En definitiva, toda la noción de legado va acompañada de reconocimiento identitario; porque existe el yo existe el tú y, por ende, existe el nosotros y también el ustedes. Hacerse responsable de un texto, es hacerse consciente de un lugar en la historia. La firma vincula al conocimiento particular de un sujeto y a su creatividad, con la cadena de saber universal de la que forma parte.
Nuestro mundo, como cíclicamente ocurre, se encuentra experimentando una sacudida –un terremoto, dirán algunos, un cataclismo, otros– enorme y, como es habitual, una vez que el tiempo haya transcurrido y hagamos el balance de lo vivido, sabremos cómo podríamos haber enfrentado de mejor forma nuestro plazo.

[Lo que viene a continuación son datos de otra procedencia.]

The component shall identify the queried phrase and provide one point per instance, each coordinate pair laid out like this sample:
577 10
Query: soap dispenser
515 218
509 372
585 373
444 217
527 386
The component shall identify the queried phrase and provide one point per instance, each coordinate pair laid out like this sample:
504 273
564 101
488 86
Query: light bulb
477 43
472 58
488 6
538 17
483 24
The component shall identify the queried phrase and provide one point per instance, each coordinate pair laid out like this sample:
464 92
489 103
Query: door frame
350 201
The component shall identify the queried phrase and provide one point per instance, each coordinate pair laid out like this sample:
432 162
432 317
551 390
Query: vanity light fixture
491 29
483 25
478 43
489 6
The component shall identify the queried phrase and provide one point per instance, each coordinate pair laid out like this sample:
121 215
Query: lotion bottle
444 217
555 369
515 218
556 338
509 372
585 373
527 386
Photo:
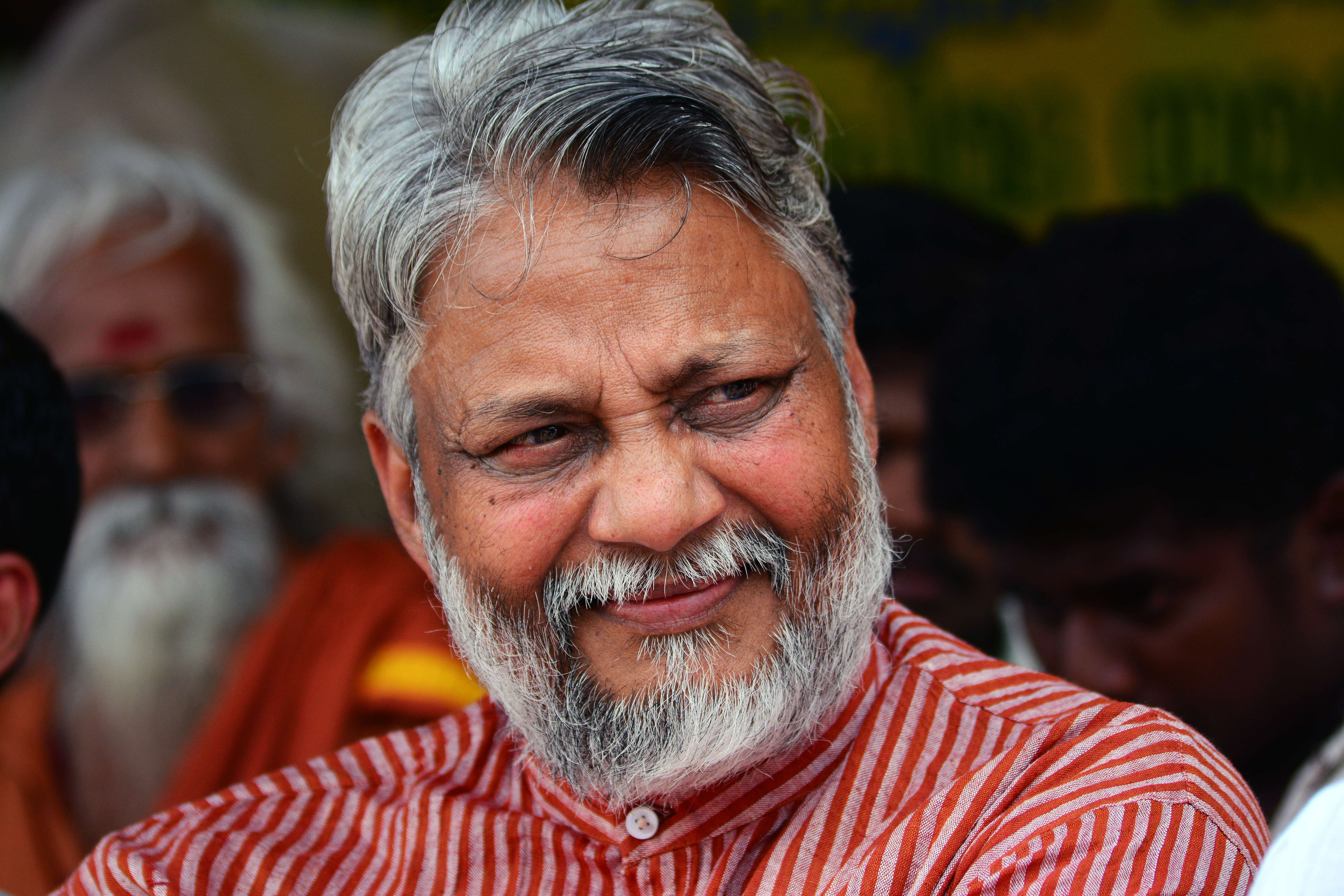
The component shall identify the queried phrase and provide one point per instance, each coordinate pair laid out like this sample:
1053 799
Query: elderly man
619 414
204 636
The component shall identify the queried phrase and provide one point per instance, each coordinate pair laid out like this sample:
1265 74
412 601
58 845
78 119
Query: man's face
100 314
640 381
1197 622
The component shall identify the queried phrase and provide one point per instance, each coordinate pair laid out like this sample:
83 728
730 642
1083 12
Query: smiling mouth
674 606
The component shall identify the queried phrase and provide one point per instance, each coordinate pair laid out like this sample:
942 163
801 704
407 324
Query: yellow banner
1033 108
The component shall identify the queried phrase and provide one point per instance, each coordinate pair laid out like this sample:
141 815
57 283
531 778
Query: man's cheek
517 534
784 480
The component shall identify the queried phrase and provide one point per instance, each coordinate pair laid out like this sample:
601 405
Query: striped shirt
946 773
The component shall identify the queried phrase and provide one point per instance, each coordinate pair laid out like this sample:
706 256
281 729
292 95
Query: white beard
159 586
690 729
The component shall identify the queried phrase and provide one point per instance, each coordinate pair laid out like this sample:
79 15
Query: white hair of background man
505 96
54 211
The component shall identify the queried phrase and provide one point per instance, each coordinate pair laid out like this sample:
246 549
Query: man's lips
674 608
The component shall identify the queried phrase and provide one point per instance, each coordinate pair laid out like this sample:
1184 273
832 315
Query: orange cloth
353 647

En tanto la hora de los recuentos llega, bien podríamos hacernos cargo de nuestro lugar en la historia e intentar ponerle nuestra firma a nuestras acciones y decisiones. Es un acto que requiere de valentía, qué duda cabe. El ejercicio retrospectivo es siempre más sencillo y cómodo que el asumir el riesgo de vivir con mayor consciencia el presente, de utilizar más palabras plenas para actuar y, sobre todo, declarar a los cuatro vientos lo que se nos viene a la mente. No se trata de perder la espontaneidad, ni mucho menos la creatividad; por el contrario, nuestra era nos invita y desafía a entender que estamos frente a una nueva lógica y, por ello, requerimos también de códigos y lenguajes distintos para afrontarla.
Es cierto, “somos un parpadeo de la historia”, pero dado que éste es nuestro instante en ella, bien vale la pena, encararla, hacernos responsables de nuestro momento, montarnos sobre nuestros miedos y zonas de confort, cabalgarlos, y hacer que nuestro tiempo haya valido la pena para cada uno de nosotros.